How can recombinant lgt be utilized in vaccine development against Actinobacillus pleuropneumoniae?

Recombinant lgt from Actinobacillus pleuropneumoniae has potential applications in vaccine development through several strategies:

• Subunit vaccines: Purified recombinant lgt, or immunogenic epitopes derived from it, can be used as antigens in subunit vaccines. Since lgt is an essential enzyme for bacterial viability , antibodies targeting it might effectively neutralize the pathogen.

• Polyvalent bacterial lysates (PBL): Standardized bacterial lysates containing multiple antigens, including lgt, can be developed as oral immunostimulating vaccines. Studies have shown that PBL can be effective against upper respiratory tract bacterial colonization by potential pathogens .

• Autovaccines: Individually prepared vaccines based on patient-specific bacterial isolates can include lgt as a target antigen. Comparative studies between PBL and autovaccines have shown differential effectiveness against various bacterial species .

• Adjuvant design: Understanding the immunostimulatory properties of bacterial lipoproteins, whose biogenesis depends on lgt, can inform the design of more effective adjuvants to enhance vaccine efficacy.

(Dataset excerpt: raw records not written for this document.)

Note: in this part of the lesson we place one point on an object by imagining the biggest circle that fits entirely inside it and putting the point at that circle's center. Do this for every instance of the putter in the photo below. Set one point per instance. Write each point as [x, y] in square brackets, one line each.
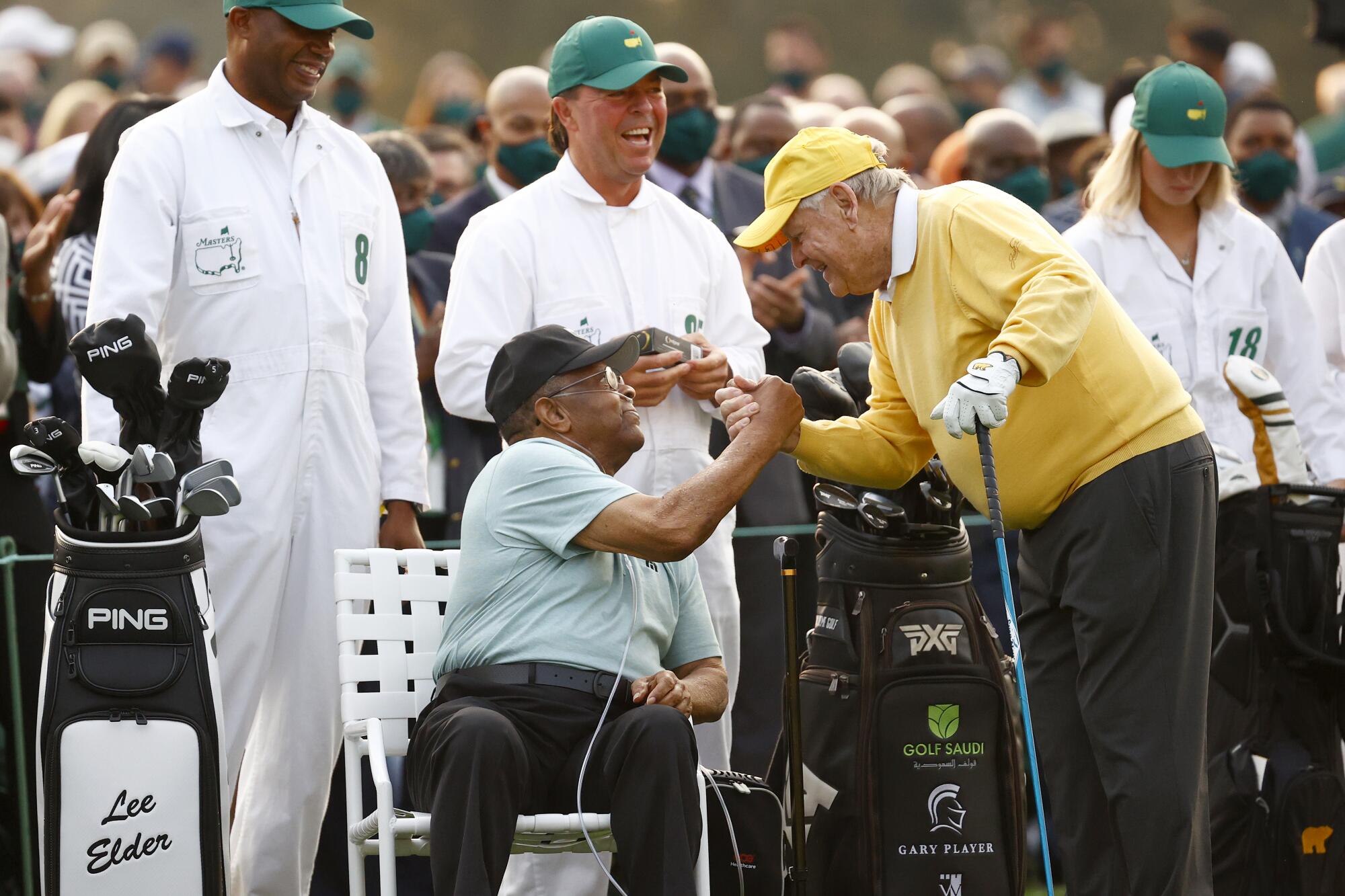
[227, 486]
[787, 553]
[997, 528]
[204, 502]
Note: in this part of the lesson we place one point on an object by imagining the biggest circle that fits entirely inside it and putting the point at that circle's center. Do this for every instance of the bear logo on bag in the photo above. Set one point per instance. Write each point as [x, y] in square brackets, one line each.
[1315, 840]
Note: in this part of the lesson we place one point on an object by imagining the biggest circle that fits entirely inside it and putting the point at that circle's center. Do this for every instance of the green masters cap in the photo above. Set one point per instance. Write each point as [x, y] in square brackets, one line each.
[317, 15]
[1182, 112]
[607, 53]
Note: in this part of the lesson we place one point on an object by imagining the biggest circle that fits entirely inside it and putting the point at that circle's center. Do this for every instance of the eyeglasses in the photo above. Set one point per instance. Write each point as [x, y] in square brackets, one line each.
[613, 380]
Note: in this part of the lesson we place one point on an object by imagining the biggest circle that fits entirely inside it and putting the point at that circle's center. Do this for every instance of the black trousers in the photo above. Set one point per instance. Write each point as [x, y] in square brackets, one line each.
[484, 754]
[1117, 612]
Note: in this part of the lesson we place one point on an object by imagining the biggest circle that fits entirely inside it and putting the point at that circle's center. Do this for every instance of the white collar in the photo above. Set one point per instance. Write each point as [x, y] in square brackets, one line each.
[236, 111]
[676, 182]
[903, 237]
[498, 185]
[572, 182]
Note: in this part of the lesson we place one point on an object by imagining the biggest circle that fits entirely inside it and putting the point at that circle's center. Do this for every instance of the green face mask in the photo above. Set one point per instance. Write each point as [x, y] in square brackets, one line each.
[1030, 186]
[689, 136]
[348, 100]
[528, 161]
[455, 112]
[757, 166]
[416, 227]
[1265, 178]
[110, 77]
[1054, 71]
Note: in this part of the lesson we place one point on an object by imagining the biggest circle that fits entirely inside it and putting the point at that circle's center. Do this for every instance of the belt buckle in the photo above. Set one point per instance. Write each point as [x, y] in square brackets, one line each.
[603, 685]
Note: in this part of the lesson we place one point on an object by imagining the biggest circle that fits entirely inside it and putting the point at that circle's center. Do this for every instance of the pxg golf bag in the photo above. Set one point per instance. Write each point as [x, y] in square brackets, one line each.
[914, 776]
[134, 792]
[1278, 669]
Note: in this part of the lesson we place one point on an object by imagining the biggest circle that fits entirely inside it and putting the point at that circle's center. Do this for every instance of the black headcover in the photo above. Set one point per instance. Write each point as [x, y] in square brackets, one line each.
[196, 384]
[118, 358]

When comparing the effectiveness of different vaccine approaches, studies have shown that autovaccines may be more effective than PBL for reducing bacterial counts of certain species like Streptococcus pneumoniae and β-hemolytic streptococci, while PBL was more effective against Haemophilus influenzae colonization . Similar comparative studies would be valuable for determining the optimal vaccination strategy against A. pleuropneumoniae.